Institut national canadien pour les aveugles (INCA)

Depuis sa fondation en 1918, l’Institut national canadien pour les aveugles (INCA) crée des programmes, offre des services et milite au nom des Canadiens aveugles ou malvoyants (voir Cécité et amblyopie). Cet organisme à but non lucratif a été fondé et incorporé par un groupe de sept hommes canadiens (dont plusieurs sont d’anciens combattants), en réponse à l’augmentation du taux de cécité causée par l’explosion d’Halifax et le retour des soldats blessés pendant la Première Guerre mondiale.

Avant l’INCA

Edgar Robinson est l’une des premières personnes à caresser le rêve d’aider la population canadienne souffrant de cécité. Né en 1872 à Stouffville (voir Whitchurch-Stouffville), en Ontario, il reçoit en 1890 un diplôme de l’Ontario Institution for the Education of the Blind (institut ontarien pour l’éducation des personnes aveugles). Il poursuit ensuite ses études et devient la première personne aveugle à obtenir un diplôme d’une université canadienne (il décroche un baccalauréat au Trinity College en 1893 et une maîtrise au même endroit dix ans plus tard). Edgar Robinson est également l’auteur du livre The True Sphere of the Blind (1896), qui traite de l’éducation des personnes aveugles au Canada. Déplorant le fait que la plupart des bibliothèques pour les personnes aveugles sont destinées aux jeunes élèves, Edgar Robinson rêve d’offrir à plus de lecteurs adultes un meilleur accès à des livres imprimés en relief. En 1906, il fonde donc la Canadian Free Library for the Blind (bibliothèque canadienne gratuite pour les personnes aveugles) dans la maison de son père, à Markham, en Ontario.

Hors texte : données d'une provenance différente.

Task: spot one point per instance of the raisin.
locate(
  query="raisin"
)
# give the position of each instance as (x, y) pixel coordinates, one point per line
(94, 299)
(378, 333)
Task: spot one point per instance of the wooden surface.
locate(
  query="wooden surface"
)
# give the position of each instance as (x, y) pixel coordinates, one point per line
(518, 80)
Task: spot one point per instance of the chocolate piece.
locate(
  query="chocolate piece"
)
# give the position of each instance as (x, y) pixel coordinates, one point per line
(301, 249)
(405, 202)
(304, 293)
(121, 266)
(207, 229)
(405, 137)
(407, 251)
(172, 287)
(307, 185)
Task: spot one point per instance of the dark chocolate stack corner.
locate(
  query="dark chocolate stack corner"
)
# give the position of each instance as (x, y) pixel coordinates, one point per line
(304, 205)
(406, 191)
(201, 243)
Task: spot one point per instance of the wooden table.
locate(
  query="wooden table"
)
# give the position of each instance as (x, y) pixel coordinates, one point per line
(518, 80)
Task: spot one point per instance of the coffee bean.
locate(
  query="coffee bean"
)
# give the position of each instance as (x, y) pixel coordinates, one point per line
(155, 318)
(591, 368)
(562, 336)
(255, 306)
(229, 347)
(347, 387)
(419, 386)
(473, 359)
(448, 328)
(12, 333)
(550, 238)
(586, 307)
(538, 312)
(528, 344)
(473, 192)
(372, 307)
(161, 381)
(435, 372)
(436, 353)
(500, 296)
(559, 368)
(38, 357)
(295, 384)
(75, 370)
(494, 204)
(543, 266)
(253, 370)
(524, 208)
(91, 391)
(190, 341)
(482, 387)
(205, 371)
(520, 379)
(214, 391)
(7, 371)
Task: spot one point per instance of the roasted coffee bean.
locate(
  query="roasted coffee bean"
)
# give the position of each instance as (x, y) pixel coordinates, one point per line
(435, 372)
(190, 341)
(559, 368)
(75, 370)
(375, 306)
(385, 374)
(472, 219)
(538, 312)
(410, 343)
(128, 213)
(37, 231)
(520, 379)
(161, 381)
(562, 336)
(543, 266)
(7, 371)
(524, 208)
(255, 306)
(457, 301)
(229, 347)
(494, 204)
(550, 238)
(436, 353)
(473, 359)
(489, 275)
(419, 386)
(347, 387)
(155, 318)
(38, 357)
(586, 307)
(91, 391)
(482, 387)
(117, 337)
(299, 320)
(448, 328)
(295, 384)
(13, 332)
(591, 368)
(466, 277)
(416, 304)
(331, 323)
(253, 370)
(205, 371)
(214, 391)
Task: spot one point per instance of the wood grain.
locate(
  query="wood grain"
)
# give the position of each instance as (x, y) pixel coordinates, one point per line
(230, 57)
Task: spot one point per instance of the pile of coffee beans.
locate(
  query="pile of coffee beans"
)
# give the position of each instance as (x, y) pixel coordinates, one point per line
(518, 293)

Après le décès d’Edgar Robinson le 7 novembre 1908, la bibliothèque est relocalisée en 1911 sur la rue Annette, à Toronto. La bibliothèque commence alors à offrir aux Canadiens aveugles différents types de documents, comme de la musique, des livres imprimés en relief, des cartes à jouer et du papier braille. Toutefois, lorsque se font ressentir les répercussions de la Première Guerre mondiale, une plus grande mission voit le jour.

Première Guerre mondiale

Pendant la Première Guerre mondiale, bon nombre de soldats canadiens subissent des blessures aux yeux alors qu’ils combattent outre-mer. Celles-ci sont notamment causées par des bombes, des explosions d’obus et une exposition au gaz moutarde. Plusieurs blessés reçoivent des soins avancés de réadaptation au refuge St. Dunstan d’Angleterre pour les soldats et les marins rendus aveugles, mais ceux qui reviennent au Canada ne reçoivent généralement pas de soins adéquats. En effet, les formations pour apprendre le braille ou un métier spécialisé sont rares, et les écoles pour les personnes malvoyantes sont généralement destinées aux jeunes.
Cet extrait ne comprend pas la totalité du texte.